What do you think?

DHSLXOP

Active Member
Hi everyone,
I was playing around on ebay searching for tech stuff and searched in "color scrollers." Well I found this and was considering bidding, because obviously that low of a price for so many would be pretty incredible. But I was thinking, is a used color scroller going to be safe and for that matter even going to work. I know that you guys, obvioulsy, can't tell me any definite answers, but was wondering if any of you guys that are pretty experienced working with this kind of equipment can look at the pictures and see if it at least looks like it will work/be safe.
Thanks in advance (and if nobody can figure it out, sorry and thanks for trying)
 
yeah it would be safe, who knows if it will work though, the listing says "as is" so you may get only one or two that work. Also the listen says that no cables are included so you will need to purchase that as well.
 
My instinct is to say no...it came from a k-12 school...and that's really 50/50 on whether or not it was taken care of.
 
No cables is a big negative, your going to be dropping a pretty good amount on that. It's hard to totally destroy a forrunner, but I have seen them in very bad shape. These could use a very good cleaning, but if you can pick it up for cheap, you might be able to get half of them working.
 
Then again, my guess is that the sellers have no idea what these things are or what they are really worth...

For a hundred bucks, it's a steal... Even if you just get the power supply and 1 of them working....
 
No cables is a big negative, your going to be dropping a pretty good amount on that. It's hard to totally destroy a forrunner, but I have seen them in very bad shape. These could use a very good cleaning, but if you can pick it up for cheap, you might be able to get half of them working.

You'd be surprised at how easy it is to puncture the motherboard....
 
My guess is you'll have to replace all the gel strings as well. I think those go for about $50 each, new.
 
You could always make your own...I've never had the patience for it though
 
How would I go about making my own if I had to? (hypothetically)

You have to get special tape, cut the gel to size (the manual for the scroller usually tells you what size), tape it together. Sounds easy, but the hard part is keeping everything in square and having every single string be the exact same size and length. You then tape them to the scroller, and your set. It is possible to do, though if you can afford it getting machine made scrolls hold up much better.
 
You have to get special tape, cut the gel to size (the manual for the scroller usually tells you what size), tape it together. Sounds easy, but the hard part is keeping everything in square and having every single string be the exact same size and length. You then tape them to the scroller, and your set. It is possible to do, though if you can afford it getting machine made scrolls hold up much better.

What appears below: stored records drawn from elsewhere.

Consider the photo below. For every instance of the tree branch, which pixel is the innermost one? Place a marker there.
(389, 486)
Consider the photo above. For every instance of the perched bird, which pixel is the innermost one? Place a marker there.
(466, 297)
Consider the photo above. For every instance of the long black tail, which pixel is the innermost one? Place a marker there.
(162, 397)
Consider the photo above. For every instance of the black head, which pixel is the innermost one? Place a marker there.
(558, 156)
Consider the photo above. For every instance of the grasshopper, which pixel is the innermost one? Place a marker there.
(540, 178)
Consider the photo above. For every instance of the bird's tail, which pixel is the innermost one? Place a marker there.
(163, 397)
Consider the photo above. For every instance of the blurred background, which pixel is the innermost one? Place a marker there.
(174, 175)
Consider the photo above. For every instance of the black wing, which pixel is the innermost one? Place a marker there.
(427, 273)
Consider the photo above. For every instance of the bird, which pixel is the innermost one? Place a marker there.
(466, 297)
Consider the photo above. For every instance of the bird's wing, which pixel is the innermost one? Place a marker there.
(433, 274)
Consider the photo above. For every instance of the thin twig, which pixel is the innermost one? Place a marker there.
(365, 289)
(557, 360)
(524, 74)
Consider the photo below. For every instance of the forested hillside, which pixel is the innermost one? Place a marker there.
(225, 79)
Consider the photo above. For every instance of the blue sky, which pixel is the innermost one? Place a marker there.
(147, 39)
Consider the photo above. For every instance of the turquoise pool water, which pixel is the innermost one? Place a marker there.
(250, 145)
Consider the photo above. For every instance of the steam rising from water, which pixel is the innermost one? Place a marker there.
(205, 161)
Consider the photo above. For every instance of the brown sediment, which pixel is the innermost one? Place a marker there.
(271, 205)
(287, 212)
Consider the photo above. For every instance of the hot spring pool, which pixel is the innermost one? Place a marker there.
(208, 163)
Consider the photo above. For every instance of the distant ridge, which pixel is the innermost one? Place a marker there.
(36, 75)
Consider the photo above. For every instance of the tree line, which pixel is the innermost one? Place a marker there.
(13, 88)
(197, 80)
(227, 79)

By special tape he means scotch tape.

This is by no means an endorsement for building your own...in fact far from it.

BUY WHENEVER POSSIBLE.

Scrollers typically have enough issues without homemade strings to muck things up.
 
Its true...but you might as well buy them at that point...
 
So I just wanted to tell everyone that I was bidding tonight like crazy and ended up being outbid by $10.00 :( Anyway, I was wondering if anyone could think of any ways to build a color scroller (or something like a color scroller-like not necessarily with a motor - though that would be neat - but maybe using pulleys or something)?
 
sure, put a roll of gel across two paper-towel rolls, attach tieline and there you go. It will probably cost you more in parts, R&D, sweat, and frustration than it is worth to build your own scroller. Not to mention the fact that anything you build will be a PITA to operate unless you are really good with electronics.

I think the DIY approach would end up akin to the "moving light" I helped build in high school that involved a fan motor, bike crankset, 4 PAR64s, some pipe and some swivel chesboroughs....
 
I think the DIY approach would end up akin to the "moving light" I helped build in high school that involved a fan motor, bike crankset, 4 PAR64s, some pipe and some swivel chesboroughs....

Sounds like a primitive prototype Studio Due CS4...haha. That'd be fun, actually...I've been thinking about building my own "moving light" and controller for a while...that'll probably be my final project for PHYS235, which is a circuit design class. Sweet.
 
yea I want to build a moving light for my dorm room. How sweet would that be?



Actually not all that much, it'd be a flashlight and two motors. But more like, how geeky would that be?!?